Safety Services is separate from the FAA's Office of Aviation Safety, which promotes aviation safety and monitors compliance with FAA regulations. Tarter previously was the mobilization assistant to the commander of the 1st Air Force (AFNORTH), Air Combat Command, at Tyndall Air Force Base, Fla. AFNORTH's mission includes air defense of the continental United States.

Tarter has a master’s degree in aeronautical science (1984) from Embry-Riddle Aeronautical University. He entered the Air Force in 1976 and has 3,600 hours flown in the military and 6,000 hours as a civilian, including as a pilot for Delta Air Lines, according to FAA.

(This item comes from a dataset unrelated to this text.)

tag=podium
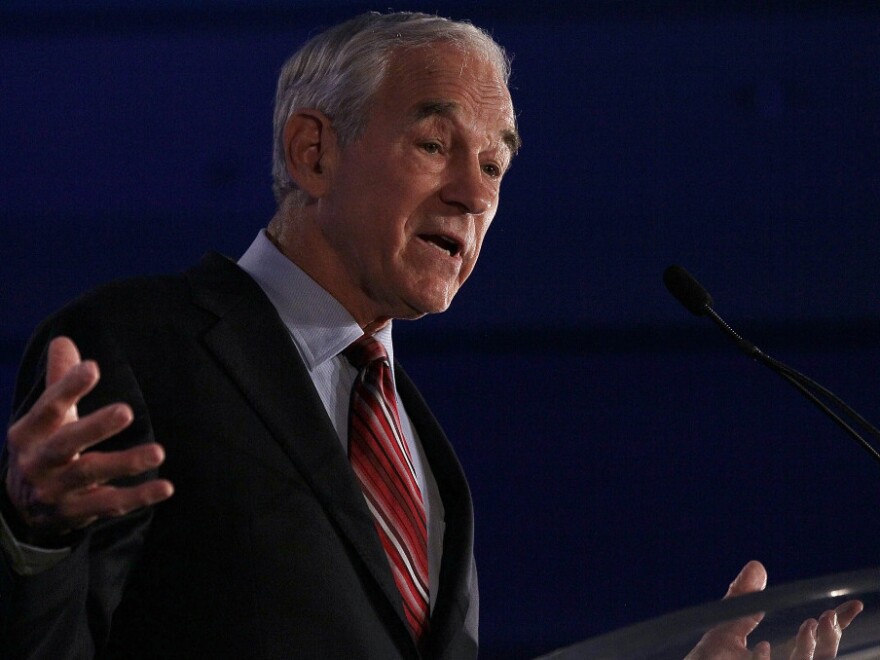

The Runway Status Lights system is already in place at Dallas/Fort Worth and San Diego airports at non-intersecting runways and has improved runway safety without reducing capacity or increasing controller workload, FAA said this month. "We are currently experiencing the safest period in aviation history," Sturgell said April 2 as he announced plans to toughen ethical standards for inspectors and accelerate the expansion of FAA's aviation safety database. "That's not chance," he added. "It's not a miracle. It's the result of an entire industry making safety its driving focus. However, we have found ways to increase the accountability of all parties -- the FAA included -- and strengthen both the reporting role and the regulatory process."